Frameworks solve adjacent problems. They make agent code easier to write. They handle conversation state, tool schemas, and the model-call protocol. They are good at what they do. They are not the right place to put a property that has to hold across every framework you might use.

Where the analogy holds, and where it breaks

The analogy is useful precisely because it stops being useful in three specific places. Naming those is part of the argument.

Where the control-plane analogy holds and where it breaks: reconciliation, granularity, cross-workflow

Holds: cross-cutting boundary. The reason a control plane works for K8s, gateways, and meshes is that the cross-cutting concerns are observable at the boundary the layer owns. AI systems have an equivalent boundary: the gate request the orchestrator sends before each step, the LLM call the agent dispatches, the MCP tool call it executes. Anything that has to hold across all three can be enforced there.

Breaks: reconciliation. Kubernetes works because cluster state is enumerable. The control plane converges actual state to declared state. AI workflows are not like this. The model decides the next step at runtime; there is no enumerable target. The control plane gates the step, it does not converge to anything. The word “reconciliation” does not transfer.

Breaks: granularity. A service mesh intercepts every byte. The execution control plane intercepts at the gate boundary. Inside a step, once admission has been granted, the agent owns the execution. Defense-in-depth at the SDK layer (callable wrappers) and at the MCP layer (input/output checks) helps here, but it does not make the gate granular at the byte level.

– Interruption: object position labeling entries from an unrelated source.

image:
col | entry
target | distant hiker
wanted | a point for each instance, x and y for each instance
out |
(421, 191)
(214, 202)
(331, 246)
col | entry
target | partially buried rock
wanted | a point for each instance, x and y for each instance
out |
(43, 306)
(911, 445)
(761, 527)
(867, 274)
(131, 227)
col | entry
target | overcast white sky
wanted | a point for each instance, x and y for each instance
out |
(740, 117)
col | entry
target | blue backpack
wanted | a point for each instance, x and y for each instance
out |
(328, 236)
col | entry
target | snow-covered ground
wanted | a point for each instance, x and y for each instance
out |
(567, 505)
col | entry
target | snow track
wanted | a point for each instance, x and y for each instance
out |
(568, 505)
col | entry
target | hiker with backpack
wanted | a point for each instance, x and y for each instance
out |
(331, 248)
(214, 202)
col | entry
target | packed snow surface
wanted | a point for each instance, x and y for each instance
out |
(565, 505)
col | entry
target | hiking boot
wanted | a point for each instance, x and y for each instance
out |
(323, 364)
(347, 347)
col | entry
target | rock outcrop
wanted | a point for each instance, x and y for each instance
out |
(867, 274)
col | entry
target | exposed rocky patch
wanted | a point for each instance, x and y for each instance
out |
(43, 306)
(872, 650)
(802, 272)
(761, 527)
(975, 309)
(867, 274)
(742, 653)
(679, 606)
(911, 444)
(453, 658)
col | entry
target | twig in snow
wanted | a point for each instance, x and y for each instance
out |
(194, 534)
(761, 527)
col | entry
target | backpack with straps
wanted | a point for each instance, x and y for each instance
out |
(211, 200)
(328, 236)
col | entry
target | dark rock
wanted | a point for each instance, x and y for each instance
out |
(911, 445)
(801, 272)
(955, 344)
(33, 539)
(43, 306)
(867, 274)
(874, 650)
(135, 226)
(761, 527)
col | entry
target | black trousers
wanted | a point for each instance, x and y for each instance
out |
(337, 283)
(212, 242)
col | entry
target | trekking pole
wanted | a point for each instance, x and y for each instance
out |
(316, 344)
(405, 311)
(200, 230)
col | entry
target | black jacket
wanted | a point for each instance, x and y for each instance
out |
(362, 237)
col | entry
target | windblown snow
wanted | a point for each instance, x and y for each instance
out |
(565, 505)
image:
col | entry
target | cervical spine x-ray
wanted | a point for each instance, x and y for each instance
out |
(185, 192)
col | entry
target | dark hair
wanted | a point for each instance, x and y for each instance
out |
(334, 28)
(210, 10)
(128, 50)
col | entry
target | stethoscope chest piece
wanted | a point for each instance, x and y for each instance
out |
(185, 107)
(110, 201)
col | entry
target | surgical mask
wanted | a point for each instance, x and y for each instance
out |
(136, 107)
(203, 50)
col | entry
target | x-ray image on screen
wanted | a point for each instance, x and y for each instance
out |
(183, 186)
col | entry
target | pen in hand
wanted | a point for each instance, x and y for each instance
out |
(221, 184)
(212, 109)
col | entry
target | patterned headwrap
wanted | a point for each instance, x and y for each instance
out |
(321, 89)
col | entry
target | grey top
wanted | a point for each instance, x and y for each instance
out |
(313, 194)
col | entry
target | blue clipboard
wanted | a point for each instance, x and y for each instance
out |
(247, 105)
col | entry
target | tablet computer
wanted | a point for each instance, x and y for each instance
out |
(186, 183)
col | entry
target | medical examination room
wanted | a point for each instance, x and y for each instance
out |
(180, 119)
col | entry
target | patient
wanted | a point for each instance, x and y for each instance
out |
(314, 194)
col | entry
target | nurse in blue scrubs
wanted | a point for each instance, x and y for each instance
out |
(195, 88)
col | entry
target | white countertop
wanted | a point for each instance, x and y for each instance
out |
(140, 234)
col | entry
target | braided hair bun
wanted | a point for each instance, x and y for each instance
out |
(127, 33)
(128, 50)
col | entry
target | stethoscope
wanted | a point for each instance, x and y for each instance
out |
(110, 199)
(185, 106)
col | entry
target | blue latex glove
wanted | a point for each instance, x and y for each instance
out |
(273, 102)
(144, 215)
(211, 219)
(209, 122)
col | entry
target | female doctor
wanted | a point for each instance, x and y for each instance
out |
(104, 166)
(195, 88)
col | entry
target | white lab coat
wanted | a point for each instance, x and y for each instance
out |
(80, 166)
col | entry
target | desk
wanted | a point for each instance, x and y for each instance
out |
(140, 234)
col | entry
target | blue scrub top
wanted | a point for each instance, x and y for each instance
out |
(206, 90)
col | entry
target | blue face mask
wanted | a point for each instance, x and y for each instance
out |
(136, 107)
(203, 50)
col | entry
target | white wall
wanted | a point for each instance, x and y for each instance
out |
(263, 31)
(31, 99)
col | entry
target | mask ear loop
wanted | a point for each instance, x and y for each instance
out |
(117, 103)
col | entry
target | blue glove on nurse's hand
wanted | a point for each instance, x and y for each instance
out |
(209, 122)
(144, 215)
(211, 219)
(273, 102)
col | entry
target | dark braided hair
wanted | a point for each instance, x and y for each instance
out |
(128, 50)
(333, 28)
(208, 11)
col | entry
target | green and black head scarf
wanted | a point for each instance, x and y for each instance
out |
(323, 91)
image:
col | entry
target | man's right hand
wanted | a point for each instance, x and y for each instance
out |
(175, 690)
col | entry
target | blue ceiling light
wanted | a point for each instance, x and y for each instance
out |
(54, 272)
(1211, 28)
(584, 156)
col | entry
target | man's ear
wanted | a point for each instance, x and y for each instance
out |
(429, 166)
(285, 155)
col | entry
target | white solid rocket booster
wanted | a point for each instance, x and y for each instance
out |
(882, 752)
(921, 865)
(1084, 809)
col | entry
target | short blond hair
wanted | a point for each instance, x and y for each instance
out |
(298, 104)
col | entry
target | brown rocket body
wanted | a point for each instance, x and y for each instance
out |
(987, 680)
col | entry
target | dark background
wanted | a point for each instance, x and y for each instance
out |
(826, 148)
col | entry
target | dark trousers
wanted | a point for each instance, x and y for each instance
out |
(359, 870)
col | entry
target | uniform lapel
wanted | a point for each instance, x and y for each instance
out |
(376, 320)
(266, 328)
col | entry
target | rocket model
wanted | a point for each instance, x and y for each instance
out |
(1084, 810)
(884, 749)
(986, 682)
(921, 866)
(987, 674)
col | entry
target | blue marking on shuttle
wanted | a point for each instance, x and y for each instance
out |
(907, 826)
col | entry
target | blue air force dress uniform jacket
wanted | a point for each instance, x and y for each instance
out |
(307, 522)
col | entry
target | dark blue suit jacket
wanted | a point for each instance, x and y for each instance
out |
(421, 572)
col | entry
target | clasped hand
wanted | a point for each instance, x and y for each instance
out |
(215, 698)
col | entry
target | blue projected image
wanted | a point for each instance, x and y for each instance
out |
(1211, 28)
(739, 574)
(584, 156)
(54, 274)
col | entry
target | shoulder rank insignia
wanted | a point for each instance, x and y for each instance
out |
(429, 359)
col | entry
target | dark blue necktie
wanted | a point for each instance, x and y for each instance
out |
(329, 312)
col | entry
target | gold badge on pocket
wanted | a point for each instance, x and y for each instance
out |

Breaks: business operations across runs. The cross-workflow boundary from the previous post is the working example. The layer cannot reconcile two retries of the same business operation when those retries are different workflow_ids, because business operation is not state the platform can see. We named this as unsolved in that post; it is still unsolved here. It is the part of the layer that has not been built yet, and the part where the analogy to existing control planes is the least helpful.

What this changes in practice

Two practical implications, for systems either using AxonFlow or not.

Pick the layer, then pick the framework. If the cross-cutting concerns live at the framework, the framework choice is sticky. If they live at a layer below the framework, the framework choice is reversible. Most AI architectures today have the dependency the wrong way around. Switching from LangGraph to a custom Go agent should not require rewriting your audit and policy strategy; it currently does, in most stacks we have seen.

Stop scattering the same property across N agents. A retry budget that is a feature of one agent’s code is one bug fix away from drifting against another agent’s. A decision-context recorder that lives in middleware on one framework’s adapter does not exist on another’s. The fix is not better cross-team discipline. The fix is putting the property at the layer that sees every request.

The closer

If you took your agent runtime out tomorrow and replaced it with a different framework, a different orchestrator, or a different SDK, what part of your governance, audit, idempotency, and decision-context contracts would survive the swap?

Whatever survives, that is your control plane. If nothing survives, you do not have one yet.

The seven posts before this one named seven failure modes. This one names the layer they all share. The next thing worth building, in our view, is the cross-workflow boundary that even the layer doesn’t yet handle. We’ll get there.